As usual, he obscured the forest by pointing out individual trees with misleading claims. One especially egregious example: He conveniently omitted a critical detail about the legal case he cited to make his point that the amendment cannot be ratified. He wrote, “The only federal court to rule on the four-year extension held it unconstitutional and said all rescissions were valid.” In fact, the 1981 Idaho v. Freeman decision was vacated when the case became moot in 1982. It has no legal effect and might well have been overturned by the Supreme Court if the case had reached it.
Time’s up, Mr. Will, for those who recycle illogical opposition to resist advances in equal rights. Time’s up for those who have benefited from the uneven playing field set up by the Constitution.
The facts: The Equal Rights Amendment is still necessary to guarantee equal constitutional rights to all people regardless of gender. Today’s energy of resistance and persistence puts the wind under its wings on its way to becoming part of the Constitution.

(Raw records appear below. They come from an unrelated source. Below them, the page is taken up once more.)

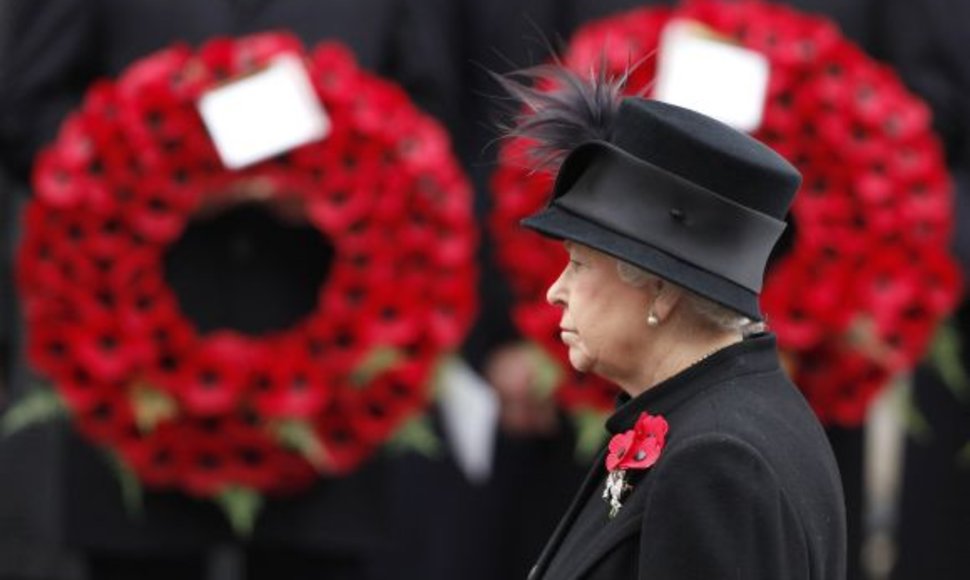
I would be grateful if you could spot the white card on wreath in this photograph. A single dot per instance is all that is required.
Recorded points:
(699, 71)
(264, 114)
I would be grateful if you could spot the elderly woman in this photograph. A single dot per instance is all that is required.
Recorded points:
(717, 467)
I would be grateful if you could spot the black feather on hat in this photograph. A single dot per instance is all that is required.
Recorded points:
(665, 188)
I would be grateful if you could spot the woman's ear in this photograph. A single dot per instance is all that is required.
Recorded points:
(666, 297)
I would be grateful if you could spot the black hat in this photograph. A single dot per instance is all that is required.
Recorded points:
(679, 194)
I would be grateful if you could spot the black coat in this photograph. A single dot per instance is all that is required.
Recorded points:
(746, 486)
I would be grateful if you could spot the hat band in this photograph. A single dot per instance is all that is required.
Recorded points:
(635, 198)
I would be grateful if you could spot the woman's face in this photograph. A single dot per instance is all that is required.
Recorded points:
(604, 319)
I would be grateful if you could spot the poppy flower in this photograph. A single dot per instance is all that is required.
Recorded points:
(128, 171)
(875, 180)
(640, 447)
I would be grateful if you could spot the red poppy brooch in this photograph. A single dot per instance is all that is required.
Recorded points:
(637, 448)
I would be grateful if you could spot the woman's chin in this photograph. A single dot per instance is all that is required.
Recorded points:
(579, 361)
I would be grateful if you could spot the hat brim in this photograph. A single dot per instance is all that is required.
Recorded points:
(560, 223)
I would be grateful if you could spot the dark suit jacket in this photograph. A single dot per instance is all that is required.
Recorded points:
(746, 487)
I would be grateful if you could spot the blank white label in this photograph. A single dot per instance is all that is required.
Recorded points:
(711, 76)
(264, 114)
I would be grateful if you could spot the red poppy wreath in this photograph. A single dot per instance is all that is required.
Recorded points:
(866, 277)
(212, 412)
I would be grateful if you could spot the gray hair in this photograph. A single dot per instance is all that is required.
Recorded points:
(711, 313)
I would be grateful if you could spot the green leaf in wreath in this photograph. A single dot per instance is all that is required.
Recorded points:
(132, 493)
(590, 433)
(548, 373)
(963, 456)
(417, 434)
(915, 423)
(241, 505)
(946, 356)
(37, 405)
(300, 437)
(151, 406)
(377, 362)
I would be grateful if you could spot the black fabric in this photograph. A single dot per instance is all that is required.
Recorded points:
(678, 216)
(718, 254)
(746, 486)
(709, 153)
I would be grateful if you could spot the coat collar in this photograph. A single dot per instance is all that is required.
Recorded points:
(757, 353)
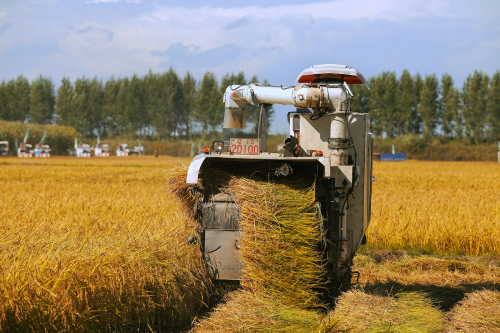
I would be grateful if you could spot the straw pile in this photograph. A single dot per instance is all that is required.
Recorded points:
(357, 311)
(478, 312)
(84, 249)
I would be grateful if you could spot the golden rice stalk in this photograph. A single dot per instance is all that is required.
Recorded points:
(478, 312)
(281, 232)
(357, 311)
(85, 248)
(436, 207)
(245, 311)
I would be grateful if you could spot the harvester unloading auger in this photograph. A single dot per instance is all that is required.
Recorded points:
(328, 143)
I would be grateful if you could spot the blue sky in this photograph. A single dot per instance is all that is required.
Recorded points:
(272, 39)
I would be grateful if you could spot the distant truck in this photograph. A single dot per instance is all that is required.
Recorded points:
(101, 150)
(42, 150)
(138, 150)
(4, 148)
(122, 150)
(25, 150)
(83, 150)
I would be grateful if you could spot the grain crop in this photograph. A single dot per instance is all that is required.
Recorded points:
(478, 312)
(357, 311)
(436, 207)
(95, 245)
(100, 245)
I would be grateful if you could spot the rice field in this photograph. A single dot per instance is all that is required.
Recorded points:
(99, 245)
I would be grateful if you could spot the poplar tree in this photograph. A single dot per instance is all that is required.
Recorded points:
(406, 104)
(65, 103)
(429, 105)
(95, 105)
(189, 99)
(494, 107)
(81, 111)
(449, 105)
(42, 101)
(417, 89)
(209, 106)
(474, 94)
(110, 107)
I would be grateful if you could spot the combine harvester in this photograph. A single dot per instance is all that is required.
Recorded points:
(25, 150)
(4, 148)
(327, 142)
(41, 149)
(83, 149)
(101, 150)
(138, 150)
(123, 150)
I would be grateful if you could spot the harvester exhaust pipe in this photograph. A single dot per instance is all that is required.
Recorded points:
(339, 140)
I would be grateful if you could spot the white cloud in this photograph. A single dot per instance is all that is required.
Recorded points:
(113, 1)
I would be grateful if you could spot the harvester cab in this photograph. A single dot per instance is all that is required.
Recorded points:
(122, 150)
(42, 150)
(138, 150)
(101, 150)
(4, 148)
(25, 150)
(327, 142)
(84, 150)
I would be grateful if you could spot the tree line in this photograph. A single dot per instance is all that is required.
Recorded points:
(157, 105)
(164, 105)
(428, 106)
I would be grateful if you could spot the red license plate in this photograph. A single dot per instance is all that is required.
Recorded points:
(245, 146)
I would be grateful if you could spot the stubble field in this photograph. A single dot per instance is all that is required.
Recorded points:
(99, 245)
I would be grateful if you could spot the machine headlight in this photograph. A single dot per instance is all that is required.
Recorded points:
(218, 146)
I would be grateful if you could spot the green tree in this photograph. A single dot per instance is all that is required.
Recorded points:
(429, 105)
(65, 103)
(189, 98)
(474, 100)
(209, 106)
(165, 103)
(95, 122)
(449, 105)
(42, 101)
(361, 101)
(383, 103)
(406, 104)
(494, 107)
(110, 107)
(418, 84)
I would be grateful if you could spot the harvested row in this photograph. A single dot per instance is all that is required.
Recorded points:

Carol Robles-Román, Washington
The writer is co-president and chief executive of the ERA Coalition and Fund for Women’s Equality.
Roberta W. Francis, Mount Laurel, N.J.
The writer is ERA education consultant for the Alice Paul Institute.

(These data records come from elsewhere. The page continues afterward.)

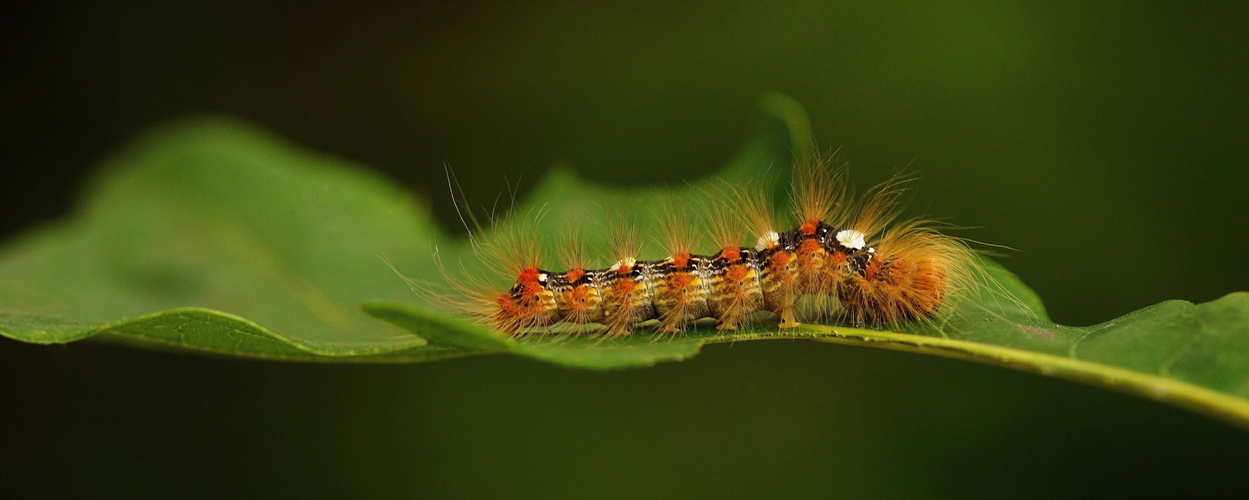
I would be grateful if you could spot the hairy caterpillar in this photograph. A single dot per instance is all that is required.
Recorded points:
(852, 251)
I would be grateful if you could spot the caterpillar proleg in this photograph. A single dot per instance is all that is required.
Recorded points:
(862, 263)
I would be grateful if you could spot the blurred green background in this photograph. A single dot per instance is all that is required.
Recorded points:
(1107, 141)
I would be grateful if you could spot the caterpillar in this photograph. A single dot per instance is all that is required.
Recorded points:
(853, 253)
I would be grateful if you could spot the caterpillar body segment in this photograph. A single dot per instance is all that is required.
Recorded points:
(854, 254)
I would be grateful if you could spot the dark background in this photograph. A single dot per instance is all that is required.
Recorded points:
(1107, 141)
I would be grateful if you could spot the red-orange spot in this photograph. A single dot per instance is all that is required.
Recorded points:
(528, 274)
(681, 259)
(623, 286)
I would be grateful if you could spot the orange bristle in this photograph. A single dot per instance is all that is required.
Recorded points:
(851, 254)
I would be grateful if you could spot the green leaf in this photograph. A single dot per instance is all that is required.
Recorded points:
(216, 236)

George F. Will may think the Equal Rights Amendment is farcical. I’m not laughing.
He cited the 14th Amendment, ratified in 1868, as sufficient to protect women’s rights because it states that these protections are guaranteed to “any person.” Yeah, right. That will come as news to African Americans and women alike. After 1868, women still did not have the right to custody of their own children, to sit on a jury or to vote. After 1868, American apartheid became only more firmly entrenched. Long and painstaking struggle brought about women’s right to vote only in 1920.
Like Supreme Court Justice Ruth Bader Ginsburg, I would rest a whole lot easier if women were clearly and definitively included in the Constitution. I feel more strongly about it now than I did in 1972. I remain hopeful, and have good reason to be. Mr. Will should take a good look at photographs from the 2017 Women’s March. We are here, and we are not going away anytime soon.